Один из храмов покрыт крышей из золоченой жести, крыша другого — из зеленой черепицы. Я отыскал позади монастыря место, с которого на фоне далекой горы Богдо-Ула, поросшей лиственничным лесом, были видны только стены и крыши святилища. Город исчез. Мне никогда еще не приходилось видеть ни одного произведения архитектурного искусства, которое бы так полно сливалось с окружающим пейзажем, с небом и лесом. Весь ансамбль был, так же как и деревья, и травы, и камни на склонах, насыщен красками, либо сочными, либо приглушенными, переливающимися, переходящими одна в другую, сложен из множества мелких деталей, пятен тени и света. Все эти детали: балки, навесы с поднятыми кверху углами, башенки, подобные остроконечным верхушкам елей, пасти водосточных труб, скульптуры на контрфорсах — щупальцами протягивались в разные стороны, врастая в пейзаж, органически связывая создание человеческих рук с природой.

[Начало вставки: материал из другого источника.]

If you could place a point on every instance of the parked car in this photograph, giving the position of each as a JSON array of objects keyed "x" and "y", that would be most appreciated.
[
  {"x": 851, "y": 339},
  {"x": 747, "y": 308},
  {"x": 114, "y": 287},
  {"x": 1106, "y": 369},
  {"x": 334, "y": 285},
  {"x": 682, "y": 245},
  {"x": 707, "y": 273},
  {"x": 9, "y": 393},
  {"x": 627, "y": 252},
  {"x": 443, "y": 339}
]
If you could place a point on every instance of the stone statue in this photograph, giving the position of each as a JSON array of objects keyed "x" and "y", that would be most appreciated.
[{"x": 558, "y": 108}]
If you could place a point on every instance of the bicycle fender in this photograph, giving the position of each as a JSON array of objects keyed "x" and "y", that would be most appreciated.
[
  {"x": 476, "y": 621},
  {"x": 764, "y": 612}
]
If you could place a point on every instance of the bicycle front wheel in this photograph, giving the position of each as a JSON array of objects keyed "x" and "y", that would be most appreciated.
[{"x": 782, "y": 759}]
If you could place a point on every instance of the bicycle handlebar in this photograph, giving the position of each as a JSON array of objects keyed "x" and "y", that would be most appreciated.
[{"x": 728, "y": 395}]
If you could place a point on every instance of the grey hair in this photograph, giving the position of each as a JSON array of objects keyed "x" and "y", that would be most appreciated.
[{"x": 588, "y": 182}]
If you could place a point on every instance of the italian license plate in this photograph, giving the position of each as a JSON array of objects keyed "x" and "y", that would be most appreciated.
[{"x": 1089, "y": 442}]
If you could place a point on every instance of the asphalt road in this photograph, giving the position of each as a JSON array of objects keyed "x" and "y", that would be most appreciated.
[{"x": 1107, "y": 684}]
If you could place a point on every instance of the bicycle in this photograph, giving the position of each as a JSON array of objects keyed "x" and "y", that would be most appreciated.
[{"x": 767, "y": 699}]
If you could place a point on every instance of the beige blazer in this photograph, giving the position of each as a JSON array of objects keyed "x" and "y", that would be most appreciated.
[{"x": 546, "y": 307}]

Минуту спустя я ушел вниз с холма Гандан, рассматривая многоэтажки, светлые, простые, веселые, — достижение эпохи и в то же время свидетельство слепоты, которое мы выдаем сами себе; глыбы, врубленные в пейзаж, линии, не свойственные окружающей среде, мертвые плиты, лишенные красок, бледные, словно выродившиеся, пораженные альбинизмом, настолько чуждые здешнему ландшафту, что кажутся дырами, вырванными в пространстве.

Еще полвека назад здесь все было частью природы: войлочные юрты, немного домов из лиственничных бревен, крыши храмов и дворцов из майолики, одежды людей — сочные, яркие, поселок, приютившийся у подножия гор. По улицам проходили караваны верблюдов, скрипели двухколесные телеги, галопом проносились всадники.